Introduction In the Netherlands, there are strong disparities in Chlamydia trachomatis (CT) prevalence among ethnic groups. The highest prevalence is found among individuals from Surinamese descent. Previous research suggested that socio-economic status (SES) may be important in explaining these differences. In ethnic groups with high CT prevalence, low SES might lead to infrequent sexual healthcare seeking behaviour. We investigated whether differences in sexual healthcare seeking behaviour could explain disparities in CT prevalence between ethnic groups in the Netherlands.

Methods We used the 2011–2014 baseline data of HELIUS, a population-based multi-ethnic cohort study in Amsterdam, the Netherlands. CT was diagnosed using a multiplex serology assay. A directed acyclic graph was created to depict the hypothesised causal links between ethnicity and CT infection. The associations between CT seropositivity and its determinants were assessed with logistic regression analyses.

Results The sample consisted of 1977 individuals, with a median age of 28 (IQR 24–31) of which 52.9% were female.

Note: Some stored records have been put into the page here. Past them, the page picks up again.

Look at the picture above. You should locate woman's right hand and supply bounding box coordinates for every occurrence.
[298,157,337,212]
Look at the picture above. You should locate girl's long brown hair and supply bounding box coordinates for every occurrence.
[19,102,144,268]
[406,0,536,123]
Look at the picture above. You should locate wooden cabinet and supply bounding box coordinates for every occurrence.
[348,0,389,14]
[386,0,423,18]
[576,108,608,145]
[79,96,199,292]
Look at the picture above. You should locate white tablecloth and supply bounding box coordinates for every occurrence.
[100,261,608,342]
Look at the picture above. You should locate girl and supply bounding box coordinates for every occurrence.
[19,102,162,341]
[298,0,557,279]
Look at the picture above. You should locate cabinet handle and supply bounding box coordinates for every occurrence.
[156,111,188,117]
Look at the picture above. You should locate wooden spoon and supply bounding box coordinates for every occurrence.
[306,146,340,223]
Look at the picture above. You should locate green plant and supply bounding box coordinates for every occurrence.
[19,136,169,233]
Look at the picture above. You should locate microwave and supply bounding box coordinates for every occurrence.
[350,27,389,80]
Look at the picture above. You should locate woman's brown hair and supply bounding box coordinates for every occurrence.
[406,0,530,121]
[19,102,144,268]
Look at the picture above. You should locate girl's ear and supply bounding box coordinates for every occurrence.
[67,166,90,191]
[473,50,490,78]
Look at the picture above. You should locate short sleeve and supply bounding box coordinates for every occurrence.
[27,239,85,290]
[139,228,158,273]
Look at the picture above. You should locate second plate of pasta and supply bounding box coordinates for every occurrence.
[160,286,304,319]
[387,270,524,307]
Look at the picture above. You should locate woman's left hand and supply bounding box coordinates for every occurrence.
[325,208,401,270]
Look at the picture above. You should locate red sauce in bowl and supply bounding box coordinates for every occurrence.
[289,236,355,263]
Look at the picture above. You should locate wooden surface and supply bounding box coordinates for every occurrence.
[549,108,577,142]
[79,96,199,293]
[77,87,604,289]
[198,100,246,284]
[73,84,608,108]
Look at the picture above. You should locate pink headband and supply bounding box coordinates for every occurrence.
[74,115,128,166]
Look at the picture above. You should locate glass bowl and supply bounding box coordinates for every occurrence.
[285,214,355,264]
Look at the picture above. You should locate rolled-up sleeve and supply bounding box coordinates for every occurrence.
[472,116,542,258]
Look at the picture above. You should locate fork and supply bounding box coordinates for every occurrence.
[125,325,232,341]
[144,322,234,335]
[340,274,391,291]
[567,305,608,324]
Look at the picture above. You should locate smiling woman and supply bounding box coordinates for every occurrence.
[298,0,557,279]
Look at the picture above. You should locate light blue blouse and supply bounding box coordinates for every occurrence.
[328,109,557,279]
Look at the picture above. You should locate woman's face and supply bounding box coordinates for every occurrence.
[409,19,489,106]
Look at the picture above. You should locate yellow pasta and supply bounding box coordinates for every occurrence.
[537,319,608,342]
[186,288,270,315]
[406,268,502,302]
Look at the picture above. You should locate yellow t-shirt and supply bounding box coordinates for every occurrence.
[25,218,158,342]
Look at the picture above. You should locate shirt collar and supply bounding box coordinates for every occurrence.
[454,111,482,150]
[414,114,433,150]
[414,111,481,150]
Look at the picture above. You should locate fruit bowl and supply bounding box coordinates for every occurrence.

CT seropositivity was highest among African-Surinamese (69.7%), followed by Ghanaian (67.9%), South-Asian Surinamese (39.8%), Dutch (36.4%), Moroccan (35.2%) and Turkish (30.5%) participants. Sexual healthcare seeking behaviour was highest among Afro-Surinamese and Ghanaian participants. After adjusting for sexual healthcare seeking behaviour, SES and sexual risk behaviour, being of African-Surinamese (adjusted Odds Ratio [aOR]: 3.97; 95% CI 2.41–6.55) or Ghanaian (aOR: 2.48; 95% CI 1.27–4.86) descent remained strongly associated with CT seropositivity when compared to Dutch participants.

Conclusion Disparities in CT (sero)prevalence across ethnic groups in Amsterdam were observed and in line with literature. Higher CT seroprevalence in African-Surinamese and Ghanaian participants could not be explained by differences in sexual healthcare seeking behaviour, or other potential mediators of the association (e.g. SES and sexual risk behaviour).